È a partire da tale ricchezza «ricevuta» che la persona, attraverso l'apprendimento, l'interazione familiare, sociale, culturale, ecclesiale, attua e perfeziona le proprie capaci­tà naturali e soprannaturali; s'inserisce nel flusso della vita che le diverse generazioni si trasmettono in svariati modi, apportando un proprio contributo arricchente originale; si situa storicamente valorizzando quel patrimonio di conoscenze-esperienze-valori che, ereditato dal passato, la impegna nel presente e la fa protendere verso il futuro.

Nello stesso tempo la capacità di memorizzazione pre­sente nell'uomo[6] consente il progredire della comunità so­ciale, ai diversi livelli e nelle diverse latitudini.

Ogni comunità, ogni generazione, ogni epoca, ogni cultu­ra solo in quanto accoglie, rielaborandolo ed attualizzando­lo, tutto ciò che appartiene alla «memoria» di quanti l'han­no preceduta, può esplicare al meglio e al massimo le pro­prie potenzialità e può costruire un futuro ancora più ricco e positivo per le successive generazioni.

Ma è soprattutto nell'ambito cristiano che l'importanza della «memoria» è quanto mai fondamentale, per il nostro argomento.

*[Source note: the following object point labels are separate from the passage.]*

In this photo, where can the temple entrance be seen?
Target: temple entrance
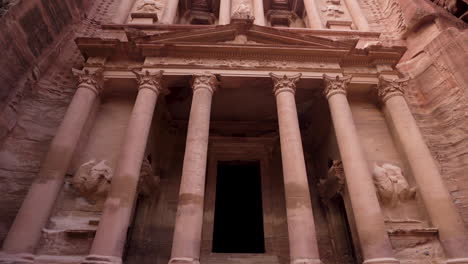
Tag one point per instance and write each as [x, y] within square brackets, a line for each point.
[238, 220]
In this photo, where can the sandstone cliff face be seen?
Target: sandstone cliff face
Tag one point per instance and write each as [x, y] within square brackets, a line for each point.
[38, 52]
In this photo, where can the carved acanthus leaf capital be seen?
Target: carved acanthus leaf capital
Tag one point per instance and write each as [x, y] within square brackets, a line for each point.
[388, 88]
[150, 80]
[206, 81]
[91, 79]
[335, 85]
[284, 83]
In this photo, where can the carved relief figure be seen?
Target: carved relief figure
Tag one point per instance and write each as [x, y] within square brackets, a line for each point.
[149, 6]
[243, 10]
[392, 187]
[93, 180]
[333, 8]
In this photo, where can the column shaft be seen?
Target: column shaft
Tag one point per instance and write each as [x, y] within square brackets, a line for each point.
[123, 11]
[359, 18]
[301, 227]
[34, 213]
[170, 12]
[313, 14]
[111, 235]
[224, 12]
[437, 199]
[189, 219]
[373, 237]
[259, 13]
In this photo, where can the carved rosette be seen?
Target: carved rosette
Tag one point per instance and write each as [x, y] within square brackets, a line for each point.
[337, 85]
[89, 79]
[284, 83]
[205, 81]
[150, 80]
[387, 88]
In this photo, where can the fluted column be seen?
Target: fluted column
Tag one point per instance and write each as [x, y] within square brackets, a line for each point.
[189, 219]
[35, 211]
[301, 227]
[438, 202]
[111, 234]
[170, 12]
[224, 12]
[373, 237]
[359, 18]
[123, 11]
[313, 14]
[259, 13]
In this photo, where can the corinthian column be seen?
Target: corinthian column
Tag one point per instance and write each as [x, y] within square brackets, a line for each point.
[170, 11]
[189, 219]
[34, 213]
[301, 227]
[439, 205]
[224, 12]
[123, 11]
[313, 14]
[259, 13]
[375, 244]
[111, 234]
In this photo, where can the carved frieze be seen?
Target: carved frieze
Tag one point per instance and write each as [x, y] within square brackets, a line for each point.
[392, 187]
[149, 80]
[335, 85]
[89, 79]
[285, 83]
[205, 81]
[387, 88]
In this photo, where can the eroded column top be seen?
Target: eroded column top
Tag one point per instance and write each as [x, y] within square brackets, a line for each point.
[150, 80]
[335, 85]
[91, 79]
[205, 80]
[388, 88]
[284, 83]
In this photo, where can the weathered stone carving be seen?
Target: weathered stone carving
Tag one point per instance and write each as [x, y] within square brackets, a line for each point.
[335, 85]
[243, 11]
[333, 9]
[150, 80]
[149, 6]
[392, 187]
[205, 80]
[93, 180]
[90, 79]
[387, 88]
[284, 83]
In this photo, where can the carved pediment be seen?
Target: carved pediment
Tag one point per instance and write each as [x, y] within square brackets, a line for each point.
[252, 34]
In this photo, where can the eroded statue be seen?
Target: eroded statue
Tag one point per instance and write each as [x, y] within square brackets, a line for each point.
[392, 187]
[93, 179]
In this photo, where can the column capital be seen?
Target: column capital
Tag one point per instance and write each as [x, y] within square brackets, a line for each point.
[335, 85]
[284, 83]
[387, 88]
[150, 80]
[91, 79]
[205, 80]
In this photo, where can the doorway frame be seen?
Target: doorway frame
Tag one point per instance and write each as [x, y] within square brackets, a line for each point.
[244, 149]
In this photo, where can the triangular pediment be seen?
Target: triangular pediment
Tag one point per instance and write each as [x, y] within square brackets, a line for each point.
[242, 34]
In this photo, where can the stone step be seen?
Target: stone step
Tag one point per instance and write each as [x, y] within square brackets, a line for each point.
[220, 258]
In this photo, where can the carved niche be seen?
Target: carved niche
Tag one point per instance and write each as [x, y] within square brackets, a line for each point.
[392, 187]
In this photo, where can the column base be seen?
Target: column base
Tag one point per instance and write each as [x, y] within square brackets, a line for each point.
[382, 261]
[23, 258]
[306, 261]
[458, 261]
[184, 261]
[96, 259]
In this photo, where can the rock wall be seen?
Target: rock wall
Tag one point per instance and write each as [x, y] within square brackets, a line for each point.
[34, 109]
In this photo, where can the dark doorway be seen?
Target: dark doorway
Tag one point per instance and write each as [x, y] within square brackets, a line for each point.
[238, 221]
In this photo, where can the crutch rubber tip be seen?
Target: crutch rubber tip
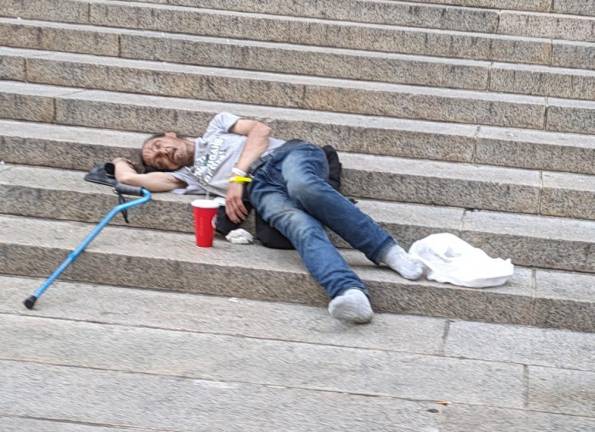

Nessuno anzitutto può dimenticare che la fede è dono ri­cevuto: la persona non inventa la fede - qui intesa come «fides qua» - ma l'accoglie quale grazia che viene da Dio e che a lei giunge tramite persone, istituzioni, segni, avvenimenti, fatti e parole... che esprimono la chiamata personale di Dio all'incontro con lui, e che la invitano a credere, a dare la propria risposta di accoglienza e di adesione.

 

Ma anche la «fides quae», il contenuto oggettivo della fe­de, il sacro «deposito» rivelato da Dio e affidato al suo popo­lo, è proprietà, dono di Dio: di esso la persona non è padro­na arbitraria, ma piuttosto ascoltatrice docile, testimone fe­dele. Quanto nella fede è pertanto ricevuto, accolto, «memo­rizzato», è in grado, con l'aiuto dello Spirito e la collabora­zione della stessa persona e di altri, di coinvolgere e trasfor­mare tutta l'esistenza umana lungo l'arco delle diverse età e delle variegate situazioni.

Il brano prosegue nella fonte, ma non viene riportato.